Découvrons quelques sites récemment désignés SIPAM où les hommes et les animaux coexistent et s’épanouissent ensemble.
Le système agrosylvopastoral des montagnes du León (Espagne)
Dans cette région d’une riche biodiversité, mais où il est difficile de cultiver la terre, l’élevage est une composante essentielle des moyens de subsistance des communautés locales. Les bovins, les ovins, les caprins et les chevaux de cette région s’y distinguent par leurs races autochtones uniques. Dans les villages de la chaîne de montagnes, les foires traditionnelles d’animaux d’élevage sont des lieux d’échanges, non seulement d’animaux mais également de connaissances traditionnelles.
L’élevage durable qui est pratiqué dans ces villages favorise les interactions respectueuses avec l’environnement et améliore la qualité des divers produits de la région. La tradition de la transhumance, ou le déplacement saisonnier du bétail sur une zone très étendue, tient également un rôle important dans la dissémination des graines et la fertilisation des champs, ce qui joue en faveur du patrimoine génétique et de la biodiversité.
La biodiversité du paysage et une structure en mosaïque dans laquelle chaque unité familiale associe simultanément la foresterie, l’élevage et les activités agricoles favorisent la résilience et la durabilité environnementale, sociale et économique.
À gauche: Le buffle est d’une importance cruciale dans les traditions rurales de la Thaïlande. ©Supasek Opitakon. À droite: Les nomades de l’oasis de Figuig, au Maroc, stockent des produits d’origine animale lors des années d’abondance. ©Saidi Seddik
L’agroécosystème pastoral des buffles d’eau de la zone humide du Thale Noi en Thaïlande
Le buffle est tellement important dans les traditions rurales du pays que l’alphabet thaï comporte une lettre qui lui est associée et que de nombreuses chansons et cérémonies lui rendent hommage. Il n’est donc pas surprenant que cet animal joue un rôle central dans le premier site SIPAM désigné en Thaïlande.

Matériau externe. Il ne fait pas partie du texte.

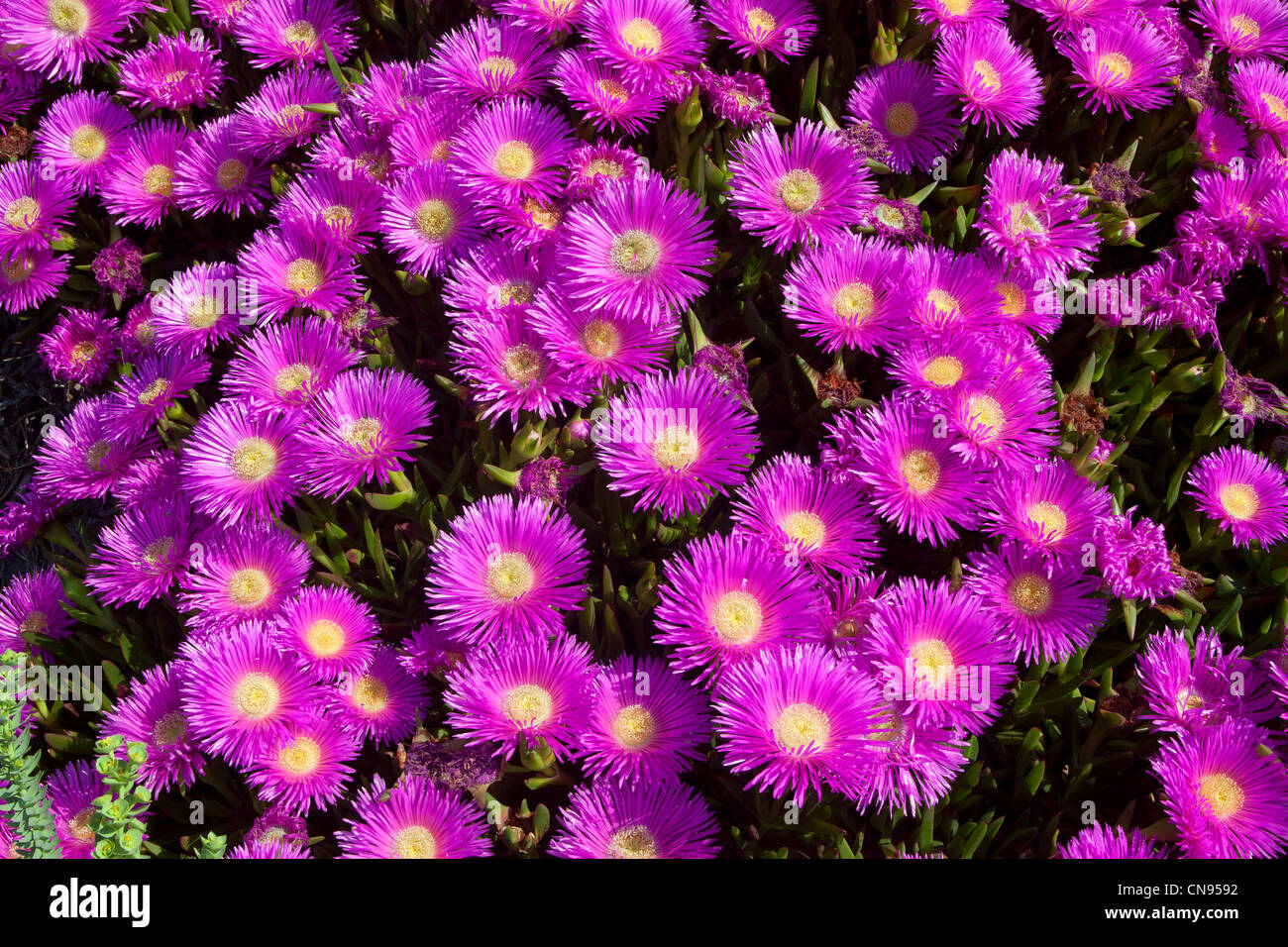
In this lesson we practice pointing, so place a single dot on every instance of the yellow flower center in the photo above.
(370, 694)
(1047, 515)
(675, 447)
(737, 617)
(1117, 64)
(1030, 592)
(635, 253)
(159, 180)
(642, 37)
(257, 696)
(362, 433)
(986, 411)
(802, 724)
(168, 729)
(1223, 793)
(325, 638)
(253, 459)
(68, 16)
(292, 377)
(303, 275)
(902, 119)
(634, 841)
(434, 219)
(231, 174)
(22, 211)
(88, 144)
(415, 841)
(1239, 500)
(799, 189)
(600, 339)
(919, 471)
(854, 302)
(805, 528)
(510, 575)
(300, 757)
(301, 33)
(760, 21)
(1245, 26)
(931, 661)
(527, 705)
(987, 75)
(514, 159)
(943, 371)
(634, 727)
(249, 587)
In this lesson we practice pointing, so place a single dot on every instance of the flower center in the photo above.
(987, 75)
(257, 696)
(612, 89)
(737, 617)
(634, 727)
(514, 159)
(231, 174)
(21, 214)
(253, 459)
(632, 841)
(88, 144)
(95, 454)
(68, 16)
(1048, 517)
(986, 411)
(1013, 298)
(249, 587)
(802, 724)
(292, 377)
(642, 37)
(1223, 793)
(301, 33)
(919, 471)
(902, 119)
(78, 826)
(943, 371)
(1117, 64)
(799, 189)
(609, 169)
(854, 302)
(1239, 500)
(300, 758)
(804, 527)
(303, 275)
(370, 694)
(434, 219)
(497, 68)
(600, 339)
(362, 433)
(931, 661)
(204, 312)
(527, 705)
(635, 253)
(159, 180)
(158, 551)
(675, 447)
(325, 638)
(168, 729)
(1030, 592)
(522, 364)
(415, 841)
(760, 21)
(510, 575)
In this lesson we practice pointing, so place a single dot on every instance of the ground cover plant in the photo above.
(639, 428)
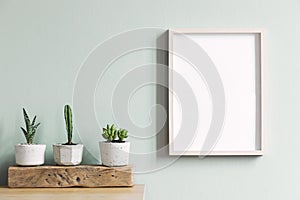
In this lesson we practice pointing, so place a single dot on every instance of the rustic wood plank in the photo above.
(120, 193)
(70, 176)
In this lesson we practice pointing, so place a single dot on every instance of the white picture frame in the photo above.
(228, 123)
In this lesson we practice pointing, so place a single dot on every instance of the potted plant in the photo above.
(69, 153)
(29, 154)
(114, 151)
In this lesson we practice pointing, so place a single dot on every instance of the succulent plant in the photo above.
(110, 133)
(31, 127)
(122, 134)
(69, 124)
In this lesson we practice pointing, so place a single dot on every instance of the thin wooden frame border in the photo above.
(260, 72)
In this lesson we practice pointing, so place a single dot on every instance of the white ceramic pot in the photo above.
(30, 154)
(67, 154)
(114, 154)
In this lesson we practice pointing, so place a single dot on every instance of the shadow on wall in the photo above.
(162, 99)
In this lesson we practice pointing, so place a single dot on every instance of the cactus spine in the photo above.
(29, 133)
(69, 124)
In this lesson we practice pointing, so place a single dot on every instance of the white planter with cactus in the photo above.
(114, 152)
(30, 154)
(68, 153)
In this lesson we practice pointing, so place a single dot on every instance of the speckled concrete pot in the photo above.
(67, 154)
(30, 154)
(114, 154)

L’élevage pastoral du buffle apporte une contribution essentielle aux moyens de subsistance des communautés qui vivent et travaillent dans les vastes zones humides du sud de la Thaïlande. Il contribue depuis des siècles à la formation des écosystèmes et à la conservation de la biodiversité. Le piétinement des buffles fait évoluer en permanence la topographie du paysage local en créant des canaux, des sentiers, des flaques de boue et des enfoncements dans les terres humides, ce qui offre des habitats protecteurs aux oiseaux nicheurs et des sols riches en nourriture animale. Les canaux créés par les buffles jouent également le rôle d’efficaces barrières naturelles contre les feux pendant la saison sèche, ce qui minimise les feux de tourbière et réduit donc les émissions de carbone.

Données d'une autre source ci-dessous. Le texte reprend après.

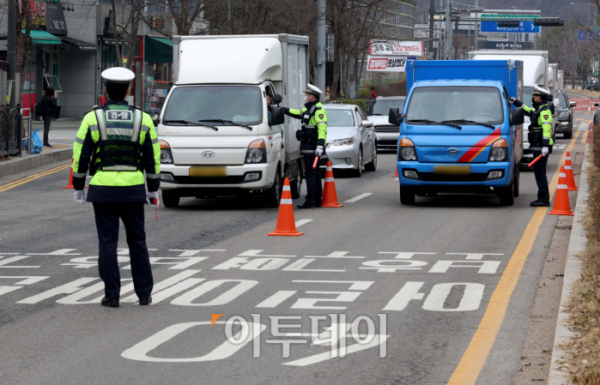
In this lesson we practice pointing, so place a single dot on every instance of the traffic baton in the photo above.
(155, 203)
(315, 162)
(535, 161)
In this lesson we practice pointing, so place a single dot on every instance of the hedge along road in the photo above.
(410, 289)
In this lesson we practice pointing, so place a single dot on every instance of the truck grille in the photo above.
(431, 177)
(388, 128)
(226, 180)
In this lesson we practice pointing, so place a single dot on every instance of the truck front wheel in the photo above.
(272, 196)
(170, 198)
(407, 195)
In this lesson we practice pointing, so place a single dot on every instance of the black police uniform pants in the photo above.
(107, 223)
(539, 169)
(314, 189)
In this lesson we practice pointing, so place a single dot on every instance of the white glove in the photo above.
(153, 195)
(79, 196)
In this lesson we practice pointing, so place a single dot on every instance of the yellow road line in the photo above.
(471, 363)
(584, 137)
(19, 182)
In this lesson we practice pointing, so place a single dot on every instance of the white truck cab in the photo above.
(217, 134)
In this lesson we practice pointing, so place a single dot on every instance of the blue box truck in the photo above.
(458, 132)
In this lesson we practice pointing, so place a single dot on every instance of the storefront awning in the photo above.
(158, 50)
(42, 37)
(78, 43)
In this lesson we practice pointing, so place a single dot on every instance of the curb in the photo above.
(577, 244)
(17, 165)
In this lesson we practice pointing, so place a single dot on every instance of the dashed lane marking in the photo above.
(356, 199)
(33, 177)
(302, 222)
(471, 363)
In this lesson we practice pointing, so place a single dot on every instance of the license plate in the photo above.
(208, 172)
(452, 170)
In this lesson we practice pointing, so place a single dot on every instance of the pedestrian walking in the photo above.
(122, 143)
(312, 139)
(540, 140)
(48, 109)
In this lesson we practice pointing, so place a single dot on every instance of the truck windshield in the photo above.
(382, 107)
(339, 118)
(438, 104)
(238, 104)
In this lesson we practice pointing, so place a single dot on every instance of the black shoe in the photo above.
(539, 203)
(113, 302)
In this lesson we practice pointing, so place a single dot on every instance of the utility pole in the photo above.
(321, 32)
(431, 19)
(11, 49)
(476, 28)
(448, 54)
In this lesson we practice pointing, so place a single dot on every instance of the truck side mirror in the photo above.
(395, 117)
(278, 117)
(276, 99)
(517, 117)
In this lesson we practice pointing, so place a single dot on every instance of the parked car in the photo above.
(591, 83)
(351, 140)
(387, 134)
(564, 114)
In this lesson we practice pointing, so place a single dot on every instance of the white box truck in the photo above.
(217, 135)
(535, 72)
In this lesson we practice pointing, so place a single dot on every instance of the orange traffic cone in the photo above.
(561, 203)
(70, 185)
(569, 171)
(286, 225)
(329, 193)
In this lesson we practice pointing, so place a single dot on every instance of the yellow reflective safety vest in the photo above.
(117, 144)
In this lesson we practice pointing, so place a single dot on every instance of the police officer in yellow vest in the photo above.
(121, 143)
(312, 137)
(540, 140)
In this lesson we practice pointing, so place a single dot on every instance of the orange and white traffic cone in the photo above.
(329, 193)
(561, 203)
(570, 177)
(70, 184)
(286, 225)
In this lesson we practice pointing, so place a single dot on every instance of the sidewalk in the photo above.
(577, 245)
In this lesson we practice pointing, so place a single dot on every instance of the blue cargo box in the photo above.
(507, 72)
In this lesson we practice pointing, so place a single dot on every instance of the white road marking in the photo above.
(276, 299)
(361, 196)
(303, 222)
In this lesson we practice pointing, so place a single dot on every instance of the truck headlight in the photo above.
(499, 152)
(343, 142)
(257, 152)
(407, 150)
(166, 157)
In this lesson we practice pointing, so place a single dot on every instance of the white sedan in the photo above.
(351, 139)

Les buffles fournissent également de la viande et des produits laitiers aux humains, tandis que leurs excréments servent d’engrais pour les sols et même d’aliments pour les poissons, qui eux-mêmes font office de nourriture pour les oiseaux.

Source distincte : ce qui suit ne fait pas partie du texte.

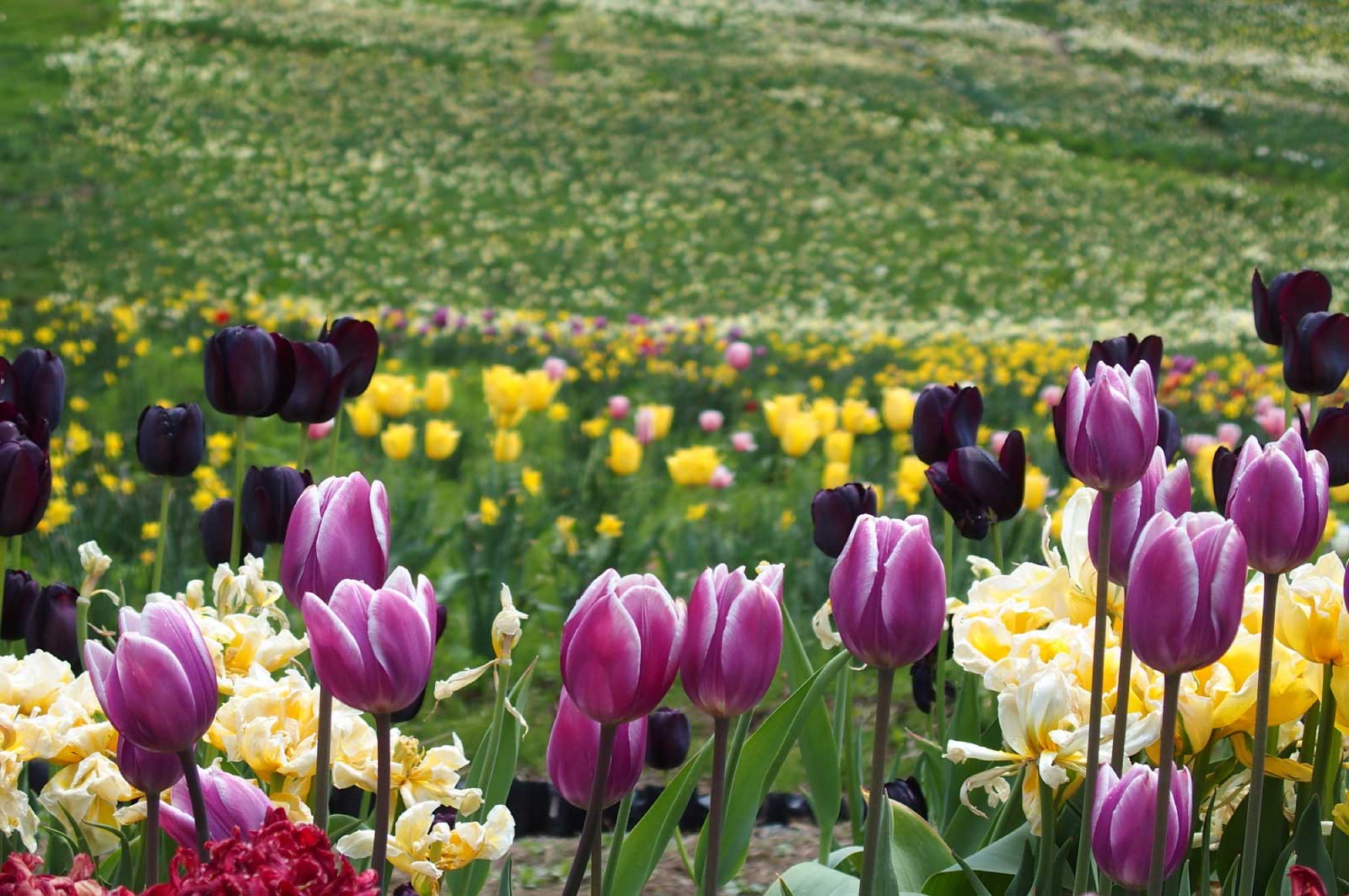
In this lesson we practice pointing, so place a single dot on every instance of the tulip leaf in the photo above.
(647, 842)
(762, 756)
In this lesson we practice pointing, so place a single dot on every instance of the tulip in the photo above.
(170, 442)
(573, 747)
(944, 419)
(357, 348)
(668, 737)
(270, 496)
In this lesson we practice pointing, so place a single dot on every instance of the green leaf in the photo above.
(760, 760)
(647, 842)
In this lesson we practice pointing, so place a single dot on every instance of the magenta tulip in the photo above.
(573, 747)
(888, 591)
(1186, 590)
(621, 647)
(337, 529)
(159, 687)
(1158, 490)
(734, 640)
(1279, 498)
(1121, 824)
(373, 648)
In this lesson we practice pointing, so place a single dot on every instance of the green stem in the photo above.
(1083, 868)
(1162, 813)
(872, 846)
(1260, 743)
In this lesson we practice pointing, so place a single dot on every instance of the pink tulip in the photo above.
(573, 747)
(621, 647)
(734, 640)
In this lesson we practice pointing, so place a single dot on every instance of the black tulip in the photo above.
(51, 624)
(320, 379)
(834, 512)
(357, 345)
(20, 594)
(1315, 354)
(944, 419)
(215, 527)
(270, 494)
(40, 386)
(667, 738)
(249, 372)
(170, 442)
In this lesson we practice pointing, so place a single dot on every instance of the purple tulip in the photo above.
(1279, 498)
(1133, 507)
(1121, 824)
(888, 591)
(621, 647)
(1186, 590)
(233, 804)
(373, 648)
(159, 687)
(734, 640)
(1110, 426)
(573, 747)
(339, 529)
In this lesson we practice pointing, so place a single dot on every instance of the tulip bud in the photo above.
(573, 749)
(20, 595)
(1121, 824)
(733, 641)
(51, 624)
(1279, 498)
(944, 419)
(159, 687)
(834, 512)
(249, 373)
(1133, 507)
(170, 442)
(621, 647)
(357, 348)
(1110, 427)
(216, 525)
(1186, 590)
(668, 736)
(888, 591)
(270, 494)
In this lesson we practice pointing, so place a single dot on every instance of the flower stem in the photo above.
(1083, 868)
(884, 689)
(607, 733)
(164, 534)
(382, 787)
(712, 883)
(323, 760)
(1261, 737)
(199, 801)
(1170, 698)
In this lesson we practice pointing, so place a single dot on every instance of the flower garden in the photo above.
(435, 429)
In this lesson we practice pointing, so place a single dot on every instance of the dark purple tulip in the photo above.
(24, 482)
(51, 624)
(40, 386)
(249, 372)
(357, 346)
(270, 494)
(944, 419)
(20, 594)
(834, 512)
(320, 382)
(978, 490)
(170, 442)
(1315, 354)
(667, 738)
(215, 525)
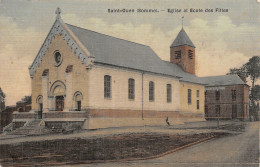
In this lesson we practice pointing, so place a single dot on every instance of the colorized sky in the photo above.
(223, 40)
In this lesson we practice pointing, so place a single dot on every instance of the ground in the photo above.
(235, 146)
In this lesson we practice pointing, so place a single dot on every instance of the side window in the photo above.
(189, 96)
(151, 91)
(178, 54)
(131, 88)
(169, 93)
(107, 86)
(217, 93)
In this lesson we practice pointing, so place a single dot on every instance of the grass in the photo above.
(113, 148)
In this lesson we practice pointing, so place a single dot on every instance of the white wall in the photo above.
(119, 98)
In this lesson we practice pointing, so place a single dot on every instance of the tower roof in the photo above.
(182, 39)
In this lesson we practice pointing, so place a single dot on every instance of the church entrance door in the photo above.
(40, 112)
(59, 103)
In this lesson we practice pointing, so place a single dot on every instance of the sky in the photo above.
(223, 40)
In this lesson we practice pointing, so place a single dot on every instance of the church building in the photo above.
(102, 81)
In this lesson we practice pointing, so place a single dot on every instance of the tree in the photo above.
(252, 70)
(241, 72)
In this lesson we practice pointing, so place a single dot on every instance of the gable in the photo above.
(59, 28)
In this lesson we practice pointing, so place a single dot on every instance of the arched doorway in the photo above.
(40, 106)
(58, 92)
(77, 99)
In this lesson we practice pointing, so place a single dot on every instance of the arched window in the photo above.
(169, 93)
(78, 98)
(107, 86)
(39, 101)
(151, 91)
(131, 88)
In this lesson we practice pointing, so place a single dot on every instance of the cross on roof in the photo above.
(58, 12)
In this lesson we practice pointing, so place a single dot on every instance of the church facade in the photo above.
(101, 81)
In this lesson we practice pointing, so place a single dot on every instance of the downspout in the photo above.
(142, 95)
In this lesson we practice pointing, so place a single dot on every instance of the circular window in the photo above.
(57, 58)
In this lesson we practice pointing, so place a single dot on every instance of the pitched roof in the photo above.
(118, 52)
(182, 39)
(222, 80)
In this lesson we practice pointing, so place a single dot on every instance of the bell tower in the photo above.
(182, 52)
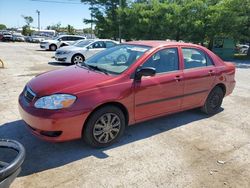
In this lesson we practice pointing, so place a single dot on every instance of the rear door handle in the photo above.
(178, 78)
(211, 72)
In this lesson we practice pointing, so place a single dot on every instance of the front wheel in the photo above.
(52, 47)
(77, 59)
(104, 127)
(214, 101)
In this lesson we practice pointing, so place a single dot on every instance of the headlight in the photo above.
(57, 101)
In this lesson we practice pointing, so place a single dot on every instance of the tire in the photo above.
(213, 101)
(62, 45)
(77, 58)
(97, 131)
(52, 47)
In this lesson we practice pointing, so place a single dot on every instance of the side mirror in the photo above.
(146, 71)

Le ksour de Figuig - une oasis au Maroc
Les habitants de cette oasis située à l’est du Maroc pratiquent deux types d’élevage: soit ils élèvent leurs animaux chez eux et dans les palmeraies environnantes, soit ils confient leur bétail à des associations de nomades des alentours afin que des éleveurs pastoraux s’en occupent en même temps que leurs propres animaux.
Les agriculteurs ont tiré parti de la biodiversité naturelle et, grâce à une sélection empirique de plantes et d’animaux sur une période de plusieurs milliers d’années, ont produit des variétés de semences et des races animales adaptées aux différentes conditions locales. Les éleveurs pastoraux, qui exploitent des races autochtones de moutons, notamment la race D’man, des moutons de petite taille bien adaptés à l’environnement, ont adopté un mode de vie extrêmement mobile qui consiste à aller là où l’on trouvera de la nourriture pour les animaux du désert.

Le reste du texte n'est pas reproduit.